Finally! With the advent of somewhat affordable VR systems and the first titles making their way into the public’s hand, we are hearing something from the general populace and other non-audio developers that we sound professionals have always known: Sound matters!
Since VR is an enclosed experience, in that the user is entirely enveloped visually in the world they are experiencing, sound plays a more critical role in either enhancing or destroying the sense of immersion that comes with having an entire sense taken over by an all-encompassing experience. VR developers have taken some novel approaches to augment immersion in their games with various tricks and smart thinking. While many of these techniques are already in use in non-VR experiences, it is my belief that we can adapt some of the more novel concepts from VR to create a more immersive experience outside of VR as well.
The Known Knowns
As the initial developers began to point out some of their earliest findings, a lot of what made sense and was necessary in VR were things many of us were already doing in non-VR 3-D worlds. Whereas we may have been attaching sounds to individual joints of a character or object instead of having them play from the object root or its center point, in VR this wasn’t just a matter of more accurate positionality, it became a matter of believability. In full 360-degree immersion when things do not behave as our brain expects, that sense of immersion in the visual world completely breaks down.
Similarly, placing ambience in the world as point source emitters for better localization of sound is something 3-d games have been doing for well over a decade. But in an enveloping visual world (with 3-d audio no less!), these practices become imperative for positional location of sound sources in most cases.

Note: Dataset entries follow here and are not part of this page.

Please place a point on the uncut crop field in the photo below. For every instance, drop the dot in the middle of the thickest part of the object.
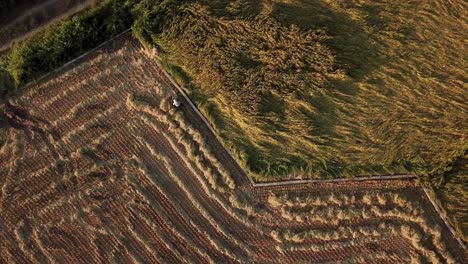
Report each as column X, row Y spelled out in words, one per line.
column 96, row 166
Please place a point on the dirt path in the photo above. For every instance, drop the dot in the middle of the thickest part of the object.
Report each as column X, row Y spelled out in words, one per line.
column 36, row 17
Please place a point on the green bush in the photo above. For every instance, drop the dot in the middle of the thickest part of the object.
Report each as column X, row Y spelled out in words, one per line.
column 68, row 39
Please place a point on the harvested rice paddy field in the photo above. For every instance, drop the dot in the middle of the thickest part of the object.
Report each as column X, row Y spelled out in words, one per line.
column 97, row 166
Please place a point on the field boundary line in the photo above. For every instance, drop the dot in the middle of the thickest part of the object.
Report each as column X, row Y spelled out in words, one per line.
column 29, row 84
column 356, row 179
column 444, row 218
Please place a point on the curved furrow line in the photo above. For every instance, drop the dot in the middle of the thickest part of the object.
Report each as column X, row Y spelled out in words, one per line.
column 164, row 119
column 65, row 140
column 170, row 245
column 166, row 223
column 196, row 171
column 41, row 188
column 193, row 215
column 176, row 176
column 163, row 207
column 22, row 245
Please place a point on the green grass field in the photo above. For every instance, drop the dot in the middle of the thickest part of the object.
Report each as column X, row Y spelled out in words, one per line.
column 326, row 89
column 311, row 89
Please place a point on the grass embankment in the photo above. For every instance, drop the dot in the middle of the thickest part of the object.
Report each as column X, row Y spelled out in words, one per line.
column 325, row 89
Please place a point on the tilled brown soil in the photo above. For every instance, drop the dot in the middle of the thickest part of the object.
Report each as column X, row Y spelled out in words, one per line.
column 98, row 167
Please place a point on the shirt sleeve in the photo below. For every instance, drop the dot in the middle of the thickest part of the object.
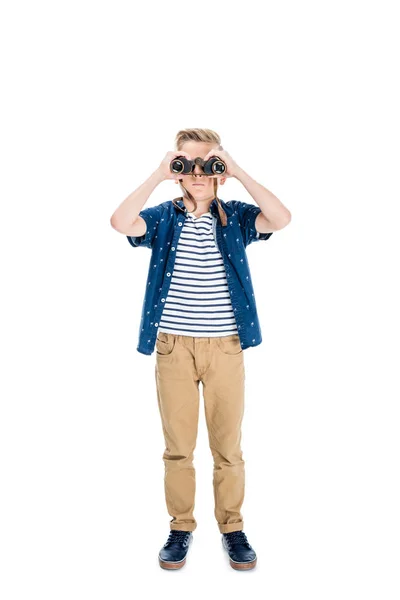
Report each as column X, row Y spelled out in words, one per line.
column 152, row 216
column 247, row 214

Even the notion of “audio mip-mapping,” that is, designing sounds which become more detailed as the user gets closer to the source become ever more critical in VR because detail is another key to immersion. We often take a similar approach introducing additional layers or entirely different sounds as you approach a sound source, but everything in VR is put under a finer microscope and thus becomes all the more important to sell the experience.
Another critical element of sound design whose nuanced importance we occasionally overlook is attenuation. In many games, the visuals are getting so photorealistic that we can be led down the path of attempting to make all of our sounds behave according the real-world behavior. While often this can help make the mix sit better, it is not a cure-all for mixing. We may often want or need to emphasize or deemphasize certain sounds in a way that do not match real-world sound propagation and we need to always remember that, as an entertainment product, we want to craft the best sounding experience for our users, not necessarily the most realistic. This can be even more critical in VR due to the added necessity of users being able to hear things at varied distances from a greater range of three dimensional space.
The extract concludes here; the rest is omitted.